The House, with a majority of Republicans, passed a bill on Sept. 20 to fund the government through Dec. 15, but deny funds for much of the Affordable Care Act, a law so closely associated with President Barack Obama that most people refer to it as "Obamacare." One week later, the Senate, controlled by Democrats, sent the House a bill to fund the government through Nov. 15, without the provision defunding the health law.
The House countered on Sept. 29 with provisions including a one-year delay in rolling out the law. The Senate removed those provisions on Sept. 30, the final day of the fiscal year, and sent the bill back to the House, which then tried imposing different changes in the law, including delaying by one year the requirement that people buy health insurance. The Senate rejected that, the House stood firm, and the partial government shutdown began on Oct. 1.
"Well, the truth is, we started down the road with unrealistic expectations," Graham said, noting that "the government is shut down, but Obamacare is still up."
State Sen. Lee Bright, one of Graham's challengers in the 2014 GOP primary, told The
News that to end the partial government shutdown, he would hold out for the one-year delay in the individual mandate to buy health insurance "while we're working out the continuing resolution" that had kept the government funded during a lengthy budget dispute.

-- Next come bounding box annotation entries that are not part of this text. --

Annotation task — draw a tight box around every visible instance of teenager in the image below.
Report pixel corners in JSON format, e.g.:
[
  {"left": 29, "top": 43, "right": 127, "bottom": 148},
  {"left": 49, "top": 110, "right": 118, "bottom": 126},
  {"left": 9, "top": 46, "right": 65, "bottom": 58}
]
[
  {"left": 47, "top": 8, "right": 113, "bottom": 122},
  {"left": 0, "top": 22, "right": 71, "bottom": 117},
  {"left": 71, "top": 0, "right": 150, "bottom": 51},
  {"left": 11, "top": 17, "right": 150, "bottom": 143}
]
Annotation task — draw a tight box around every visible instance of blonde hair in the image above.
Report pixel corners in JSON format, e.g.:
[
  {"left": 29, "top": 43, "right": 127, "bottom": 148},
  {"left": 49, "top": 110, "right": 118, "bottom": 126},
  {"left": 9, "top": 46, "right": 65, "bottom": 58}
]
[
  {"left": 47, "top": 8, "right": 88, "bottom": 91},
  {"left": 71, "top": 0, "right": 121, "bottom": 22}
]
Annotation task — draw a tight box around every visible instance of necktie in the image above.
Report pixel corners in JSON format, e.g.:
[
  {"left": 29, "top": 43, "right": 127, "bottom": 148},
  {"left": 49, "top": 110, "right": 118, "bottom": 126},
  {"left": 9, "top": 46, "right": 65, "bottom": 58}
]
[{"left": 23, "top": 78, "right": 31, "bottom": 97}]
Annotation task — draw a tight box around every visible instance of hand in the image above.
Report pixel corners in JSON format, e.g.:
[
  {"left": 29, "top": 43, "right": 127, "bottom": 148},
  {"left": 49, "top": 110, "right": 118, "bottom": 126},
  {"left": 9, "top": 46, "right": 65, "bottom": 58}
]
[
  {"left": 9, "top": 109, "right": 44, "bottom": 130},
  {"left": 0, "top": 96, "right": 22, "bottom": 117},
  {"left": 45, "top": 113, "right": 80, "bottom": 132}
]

"I think Congress has gone beyond, I wouldn't go another step," Bright said. "I think they've offered maybe more than they should have offered. At this point, I wouldn't go any further."
Graham's other two primary challengers, businessman Richard Cash of Powdersville and public affairs consultant Nancy Mace of Charleston, could not be reached for comment Sunday.
Polling shows the public blames both sides, but especially Republicans. That has created an urgency among some Republicans to cut a deal to end the shutdown, and caused tension among GOP members in the House and Senate.
"As to between the House and the Senate, we really do share a common goal of trying to replace and repeal Obamacare over time," Graham said. "We never had the leverage through the shutdown to repeal or replace. It was unrealistic."
Graham has gotten more involved in negotiations the past few days, including a strategy session with House Speaker John Boehner, R-Ohio, and he said "Our Democratic friends keep moving the goal post in the Senate, thinking they're winning."
With the deadline for raising the nation's debt limit looming on Thursday, the Senate has been trying to produce a solution. Graham, frustrated by the moving goal post he described, said he believes the emphasis should shift back to the House, with Rep. Paul Ryan, R-Wis., leading an effort with Boehner "to pass something out of the House that doesn't delay or defund but would be good government."
Bright said that he would not vote to increase the debt limit without negotiations on spending. Although raising the debt limit is done to cover previous spending, he said not raising it would limit further spending.
"They're out of control on the spending and if the credit of the United States is damaged, then it's going to impede their ability to spend in the future," he said.
Jay Stamper, a nonprofit executive from Columbia who is seeking the Democratic Party nomination for Graham's seat in 2014, sent a statement to The News in which he said it is "irresponsible for Senator Graham to link his criticisms of the Affordable Care Act to the concern we all have for passing a continuing resolution and for protecting the full faith and credit of the United States by adjusting the debt ceiling."
The debt limit issue is merging with the partial government shutdown as negotiations come down to the wire and once again threaten to rattle investors and damage an economy that is slowly but steadily growing.
Graham said that "the sooner this is over, the better" for Republicans, and the Affordable Care Act will haunt Democrats in the 2014 midterm elections. "Obamacare will be a liability for Democrats, and the government shutdown, we can survive if we're smart," he said.